Les Matières Organiques (MO) des sols représentent l'ensemble des constituants organiques de provenance végétale (feuilles, bois, racines des plantes en forêt ou prairie, résidus de culture, fumiers, composts, tourbe, etc.), microbienne ou animale (faune du sol). En fonction de leurs états de transformation, les MO agissent sur de nombreuses propriétés du sol (Cf tableau 1 : Fonctions des différents types de matières organiques). En ACS, les MO s’accumulent sur les premiers centimètres du sol (stratification de la matière organique), lieu de l’implantation et de première croissance des cultures. Ceci est confirmé par les travaux d’Arvalis et de l’INRAE « L’arrêt du labour produit une stratification : la teneur en carbone augmente dans les couches de surface en semis direct (0-5 cm) En effet, les apports de résidus de culture restent concentrés en surface alors que le processus de minéralisation est toujours actif en dessous de 10 cm ». Dans l’Ouest, le projet DYCASOL des APAD Centre Atlantique et Perche, mené depuis 5 ans sur plus de 700 parcelles ainsi que le projet DYCESOL à l’APAD Centre Est sur plus de 130 parcelles montrent aussi un enrichissement en MO de l’horizon (0 – 7 cm) de surface environ supérieur de 1 % à l’horizon de 7 – 20 cm avec, globalement, des taux de MO bien supérieurs aux moyennes régionales (3.8 % en surface et 2.7 en profondeur).
Par leurs bénéfices, elles vont donc jouer plusieurs rôles essentiels pour permettre une bonne qualité de semis et un bon développement des végétaux (cultures et couverts) en ACS :

→ Les MO ont les capacités à former avec l’argile des complexes organo-minéraux stables qui confèrent au sol des propriétés « plastiques ». Liées à d’autres éléments comme le Calcium (Ca2+), ils forment des structures solides et aérées. Le sol est donc plus poreux (meilleure infiltration de l’eau). Cette amélioration de la structure permet donc de mieux répartir l’eau dans le profil, et surtout de réduire les problèmes d’hydromorphies et de battances en surface. L’implantation des cultures en ACS peut donc être davantage sécurisée surtout dans les sols les plus sensibles (limons battants).
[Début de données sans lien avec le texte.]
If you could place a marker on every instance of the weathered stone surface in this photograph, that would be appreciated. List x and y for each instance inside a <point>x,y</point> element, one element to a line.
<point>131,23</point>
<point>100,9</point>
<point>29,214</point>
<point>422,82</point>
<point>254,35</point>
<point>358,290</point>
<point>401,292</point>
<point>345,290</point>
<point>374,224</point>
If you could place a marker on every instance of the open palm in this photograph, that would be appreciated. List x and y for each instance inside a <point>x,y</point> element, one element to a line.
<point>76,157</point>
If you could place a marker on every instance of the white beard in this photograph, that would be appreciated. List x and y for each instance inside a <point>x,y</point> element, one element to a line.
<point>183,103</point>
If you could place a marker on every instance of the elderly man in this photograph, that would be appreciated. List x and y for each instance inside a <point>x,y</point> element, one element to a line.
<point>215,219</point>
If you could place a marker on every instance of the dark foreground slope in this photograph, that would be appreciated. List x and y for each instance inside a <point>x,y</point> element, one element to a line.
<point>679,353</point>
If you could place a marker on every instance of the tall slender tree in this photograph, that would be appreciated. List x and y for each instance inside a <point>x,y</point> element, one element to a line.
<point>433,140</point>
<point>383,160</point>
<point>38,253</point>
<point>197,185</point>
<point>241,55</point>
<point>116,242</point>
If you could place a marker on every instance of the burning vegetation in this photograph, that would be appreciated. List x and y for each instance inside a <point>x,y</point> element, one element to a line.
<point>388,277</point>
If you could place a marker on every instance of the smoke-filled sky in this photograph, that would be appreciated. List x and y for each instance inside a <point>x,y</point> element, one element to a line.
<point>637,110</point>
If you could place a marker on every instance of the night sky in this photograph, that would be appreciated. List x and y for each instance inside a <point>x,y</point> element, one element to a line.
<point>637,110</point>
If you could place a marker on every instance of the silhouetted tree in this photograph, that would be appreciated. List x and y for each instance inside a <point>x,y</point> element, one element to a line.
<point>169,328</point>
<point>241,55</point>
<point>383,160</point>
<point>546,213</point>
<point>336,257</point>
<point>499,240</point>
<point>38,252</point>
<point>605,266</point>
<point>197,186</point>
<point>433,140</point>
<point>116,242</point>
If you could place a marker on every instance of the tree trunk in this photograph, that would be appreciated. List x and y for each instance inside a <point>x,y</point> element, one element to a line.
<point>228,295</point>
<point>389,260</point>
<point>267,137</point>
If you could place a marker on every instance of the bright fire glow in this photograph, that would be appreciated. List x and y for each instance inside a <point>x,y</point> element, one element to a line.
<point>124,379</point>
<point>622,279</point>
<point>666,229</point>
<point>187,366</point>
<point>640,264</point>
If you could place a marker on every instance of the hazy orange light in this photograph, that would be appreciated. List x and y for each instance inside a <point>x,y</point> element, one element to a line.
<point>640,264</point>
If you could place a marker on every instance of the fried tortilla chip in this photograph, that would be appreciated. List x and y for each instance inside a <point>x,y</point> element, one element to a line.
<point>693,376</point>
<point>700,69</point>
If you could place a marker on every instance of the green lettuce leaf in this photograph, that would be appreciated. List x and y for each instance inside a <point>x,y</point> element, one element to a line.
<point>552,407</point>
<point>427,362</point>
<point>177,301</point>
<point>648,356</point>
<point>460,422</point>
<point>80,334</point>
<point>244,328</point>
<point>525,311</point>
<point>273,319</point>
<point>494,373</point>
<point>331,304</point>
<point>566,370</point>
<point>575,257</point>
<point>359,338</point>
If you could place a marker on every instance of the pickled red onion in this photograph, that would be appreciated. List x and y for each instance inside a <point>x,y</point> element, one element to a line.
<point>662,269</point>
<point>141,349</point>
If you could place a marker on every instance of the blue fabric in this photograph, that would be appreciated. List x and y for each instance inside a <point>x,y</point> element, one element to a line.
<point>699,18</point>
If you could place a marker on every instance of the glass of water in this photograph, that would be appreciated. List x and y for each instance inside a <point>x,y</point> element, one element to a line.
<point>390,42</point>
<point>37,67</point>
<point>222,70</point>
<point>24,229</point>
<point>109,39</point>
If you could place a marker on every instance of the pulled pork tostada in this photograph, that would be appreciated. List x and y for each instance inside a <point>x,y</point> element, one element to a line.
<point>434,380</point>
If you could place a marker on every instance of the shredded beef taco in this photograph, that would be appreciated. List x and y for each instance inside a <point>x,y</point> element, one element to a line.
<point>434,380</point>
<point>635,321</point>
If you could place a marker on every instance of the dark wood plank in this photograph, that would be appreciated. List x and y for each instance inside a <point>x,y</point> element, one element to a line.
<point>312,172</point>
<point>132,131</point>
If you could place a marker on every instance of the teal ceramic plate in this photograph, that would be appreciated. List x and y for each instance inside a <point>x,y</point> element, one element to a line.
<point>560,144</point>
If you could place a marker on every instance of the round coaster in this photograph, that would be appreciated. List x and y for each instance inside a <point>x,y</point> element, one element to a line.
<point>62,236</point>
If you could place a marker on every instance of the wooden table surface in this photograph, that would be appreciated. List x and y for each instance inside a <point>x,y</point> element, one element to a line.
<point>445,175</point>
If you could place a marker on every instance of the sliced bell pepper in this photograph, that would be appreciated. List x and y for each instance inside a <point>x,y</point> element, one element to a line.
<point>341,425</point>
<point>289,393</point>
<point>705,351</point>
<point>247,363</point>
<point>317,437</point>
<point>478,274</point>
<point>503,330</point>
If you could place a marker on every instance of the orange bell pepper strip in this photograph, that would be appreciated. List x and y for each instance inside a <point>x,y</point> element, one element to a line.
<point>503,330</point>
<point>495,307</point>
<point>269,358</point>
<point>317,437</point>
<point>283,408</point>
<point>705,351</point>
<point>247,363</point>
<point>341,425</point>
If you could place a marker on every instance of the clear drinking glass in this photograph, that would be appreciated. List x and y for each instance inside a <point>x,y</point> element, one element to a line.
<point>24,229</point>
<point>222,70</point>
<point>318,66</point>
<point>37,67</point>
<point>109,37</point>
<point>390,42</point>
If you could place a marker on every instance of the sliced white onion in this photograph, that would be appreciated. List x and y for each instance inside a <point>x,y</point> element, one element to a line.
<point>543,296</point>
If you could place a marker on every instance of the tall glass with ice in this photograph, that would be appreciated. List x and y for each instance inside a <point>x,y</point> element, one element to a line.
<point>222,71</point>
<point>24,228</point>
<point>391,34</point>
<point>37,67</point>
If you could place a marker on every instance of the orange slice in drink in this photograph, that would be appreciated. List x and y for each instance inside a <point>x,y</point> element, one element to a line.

→ Les MO de surface peuvent jouer également un rôle important dans la nutrition « starter » de la plantule : les matières organiques chargées négativement fixent les cations du sol, comme l’Ammonium (NH4+), le Sodium (Na+), Manganèse (Mg2+), le Potassium (K+). Ce potentiel stock (que l’on appelle couramment la CEC dans les analyses de sol (Capacité d’Echange Cationique) est une petite réserve non négligeable pour la plantule. Il est cependant encore difficile de quantifier ces apports et leur disponibilité, ce qui explique le recours complémentaire de fertilisation starter organique ou minérale dans certaines situations.

→ Il est aussi reconnu que les matières organiques du sol exercent une influence positive sur la rétention en eau. C’est un phénomène qui mixe 2 principes :

1) La charge positive de l’eau (côté H+) avec fixation sur la MO chargée négativement
2) Les micropores créés par les microorganismes du sol. Ces micropores sont un lieu privilégié de stockage de l’eau.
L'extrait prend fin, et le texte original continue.